First Global Meeting of National NCD Programme Directors and Managers

Remarks by Dr Vera da Costa e Silva, Head of the Convention Secretariat, on accelerating the implementation of the WHO FCTC

15 February 2016

GOOD morning.

I’d like you to imagine an industry with tens of thousands of employees, large factories and distribution networks, political influence and well-funded lobbyists whose main product is disease. Imagine that even as it sells disease, it depicts itself as a partner for health systems and governments trying to treat the effects of its products.

It sounds strange, doesn’t it? Unreal. Could a business so demonstrably destructive be allowed to operate?

Welcome to the world of tobacco, a multibillion-dollar industry that kills half its consumers, fills hospitals around the globe with sick people and describes its victims as citizens exercising their fundamental right to choose.

Tobacco kills more than 6 million people a year, it’s responsible for one-in-six deaths from non-communicable diseases and it’s the only common risk factor in the four main NCD categories of cancer, cardiovascular disease, respiratory illness and diabetes.

This is a worldwide epidemic and it requires a considered and effective international response. That was recognised in 2005 when the WHO Framework Convention on Tobacco Control (WHO FCTC) took effect and became the world’s first modern public health treaty. Now, 11 years later, we have 180 Parties together representing 80% of the world’s population.
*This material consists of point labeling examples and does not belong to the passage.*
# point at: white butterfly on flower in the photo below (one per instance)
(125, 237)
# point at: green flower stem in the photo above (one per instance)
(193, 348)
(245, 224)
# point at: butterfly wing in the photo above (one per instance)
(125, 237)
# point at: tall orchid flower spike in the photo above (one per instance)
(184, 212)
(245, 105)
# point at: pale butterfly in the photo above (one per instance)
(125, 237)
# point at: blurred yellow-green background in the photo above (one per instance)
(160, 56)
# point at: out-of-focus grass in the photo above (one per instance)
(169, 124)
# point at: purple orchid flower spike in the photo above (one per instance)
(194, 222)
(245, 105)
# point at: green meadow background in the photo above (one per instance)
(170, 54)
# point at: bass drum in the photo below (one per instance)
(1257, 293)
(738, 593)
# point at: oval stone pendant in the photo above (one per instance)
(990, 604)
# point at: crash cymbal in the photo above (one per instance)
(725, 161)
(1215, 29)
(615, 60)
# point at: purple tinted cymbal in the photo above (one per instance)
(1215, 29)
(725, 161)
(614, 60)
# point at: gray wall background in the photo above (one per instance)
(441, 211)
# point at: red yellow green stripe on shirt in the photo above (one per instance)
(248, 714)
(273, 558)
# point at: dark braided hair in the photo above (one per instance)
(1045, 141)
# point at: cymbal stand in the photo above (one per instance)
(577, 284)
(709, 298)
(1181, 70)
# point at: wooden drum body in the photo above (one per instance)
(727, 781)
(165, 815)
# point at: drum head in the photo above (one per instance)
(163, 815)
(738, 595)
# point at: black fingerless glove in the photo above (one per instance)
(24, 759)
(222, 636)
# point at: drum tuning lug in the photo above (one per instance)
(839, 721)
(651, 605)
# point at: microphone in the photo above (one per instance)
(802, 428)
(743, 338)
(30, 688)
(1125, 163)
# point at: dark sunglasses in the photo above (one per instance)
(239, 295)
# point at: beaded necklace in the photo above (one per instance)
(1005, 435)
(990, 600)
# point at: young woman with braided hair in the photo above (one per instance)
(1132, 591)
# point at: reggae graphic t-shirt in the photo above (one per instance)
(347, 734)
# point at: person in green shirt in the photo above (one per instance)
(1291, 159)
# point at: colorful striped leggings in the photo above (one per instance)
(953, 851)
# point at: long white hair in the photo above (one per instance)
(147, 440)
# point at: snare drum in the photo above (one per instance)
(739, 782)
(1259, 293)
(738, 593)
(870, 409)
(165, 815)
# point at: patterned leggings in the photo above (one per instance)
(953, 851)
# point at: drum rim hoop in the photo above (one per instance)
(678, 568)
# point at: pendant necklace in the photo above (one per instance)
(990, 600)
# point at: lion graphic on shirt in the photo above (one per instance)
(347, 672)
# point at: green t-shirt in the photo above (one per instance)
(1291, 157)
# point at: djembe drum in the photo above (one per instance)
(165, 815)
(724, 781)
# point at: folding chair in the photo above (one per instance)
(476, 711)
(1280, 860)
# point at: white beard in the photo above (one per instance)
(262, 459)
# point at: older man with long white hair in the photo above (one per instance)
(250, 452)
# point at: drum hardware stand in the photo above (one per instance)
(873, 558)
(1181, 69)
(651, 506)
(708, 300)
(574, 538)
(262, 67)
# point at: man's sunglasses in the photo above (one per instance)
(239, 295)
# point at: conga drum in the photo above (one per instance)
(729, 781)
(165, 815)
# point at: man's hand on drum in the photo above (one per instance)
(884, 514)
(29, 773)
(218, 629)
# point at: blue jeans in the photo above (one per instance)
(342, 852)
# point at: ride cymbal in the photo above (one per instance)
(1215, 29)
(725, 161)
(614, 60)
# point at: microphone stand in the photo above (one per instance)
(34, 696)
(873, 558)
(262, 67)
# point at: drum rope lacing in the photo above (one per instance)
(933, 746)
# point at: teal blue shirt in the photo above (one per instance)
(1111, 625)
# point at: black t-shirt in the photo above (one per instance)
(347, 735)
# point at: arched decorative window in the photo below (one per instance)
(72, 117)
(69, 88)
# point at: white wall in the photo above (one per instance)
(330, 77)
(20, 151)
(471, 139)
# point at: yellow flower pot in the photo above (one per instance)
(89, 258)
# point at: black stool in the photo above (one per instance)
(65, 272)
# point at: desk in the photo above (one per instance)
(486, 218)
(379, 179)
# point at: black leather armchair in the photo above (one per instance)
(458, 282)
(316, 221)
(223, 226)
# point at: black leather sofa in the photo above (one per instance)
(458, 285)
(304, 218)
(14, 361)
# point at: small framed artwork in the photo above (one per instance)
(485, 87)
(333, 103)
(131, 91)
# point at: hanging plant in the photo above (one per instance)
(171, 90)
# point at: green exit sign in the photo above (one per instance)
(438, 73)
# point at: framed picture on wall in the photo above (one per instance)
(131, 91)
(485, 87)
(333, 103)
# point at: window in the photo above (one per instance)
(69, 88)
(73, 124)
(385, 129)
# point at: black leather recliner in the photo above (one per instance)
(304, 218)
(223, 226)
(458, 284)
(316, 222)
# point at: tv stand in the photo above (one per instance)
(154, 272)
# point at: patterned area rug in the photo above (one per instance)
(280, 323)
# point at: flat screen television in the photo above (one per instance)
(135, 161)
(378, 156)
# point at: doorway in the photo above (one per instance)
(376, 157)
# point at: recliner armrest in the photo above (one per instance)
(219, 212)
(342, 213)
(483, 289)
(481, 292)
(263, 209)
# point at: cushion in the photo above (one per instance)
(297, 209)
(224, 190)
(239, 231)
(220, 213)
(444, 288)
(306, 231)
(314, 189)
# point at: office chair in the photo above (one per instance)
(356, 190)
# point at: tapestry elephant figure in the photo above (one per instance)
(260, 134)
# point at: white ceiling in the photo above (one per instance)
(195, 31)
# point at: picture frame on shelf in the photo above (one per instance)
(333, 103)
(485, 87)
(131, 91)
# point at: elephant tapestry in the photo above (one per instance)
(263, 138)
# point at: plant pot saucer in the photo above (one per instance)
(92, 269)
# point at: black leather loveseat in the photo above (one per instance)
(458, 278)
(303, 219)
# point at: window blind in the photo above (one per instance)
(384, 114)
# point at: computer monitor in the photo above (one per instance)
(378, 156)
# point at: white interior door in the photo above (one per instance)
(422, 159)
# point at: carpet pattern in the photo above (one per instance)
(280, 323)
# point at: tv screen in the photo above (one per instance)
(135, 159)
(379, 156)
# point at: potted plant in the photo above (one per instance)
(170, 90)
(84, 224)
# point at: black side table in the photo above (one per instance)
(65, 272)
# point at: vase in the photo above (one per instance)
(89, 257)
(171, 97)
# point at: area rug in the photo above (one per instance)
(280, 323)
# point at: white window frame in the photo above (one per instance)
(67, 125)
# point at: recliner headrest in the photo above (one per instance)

With more than a decade of experience, we know what works. And that knowledge helps to inform the targets we have been set. The most important of these is to reduce tobacco consumption among people aged over 15 by 30% within the next nine years. That doesn’t give us much time.

Becoming a Party to the Convention is not an end in itself. Parties are required to take significant steps to implement its provisions. That message was underlined by the UN Sustainable Development Goals agreed last year, which specifically highlight strengthening the Convention as part of its healthy lives and wellbeing goal.

The Convention Secretariat, which I lead, does everything possible to assist the Parties, but the main driver must be national governments.

As many of you know, it is not always easy to persuade different arms of government to work together.

NCD directors and health ministries are critical participants in organising implementation of the Convention, but they need to link up with others. Tax and excise policy requires the involvement of finance and customs authorities, tobacco growing may mean the involvement of the agriculture ministry and manufacturing output may be the responsibility of the trade or industry ministry.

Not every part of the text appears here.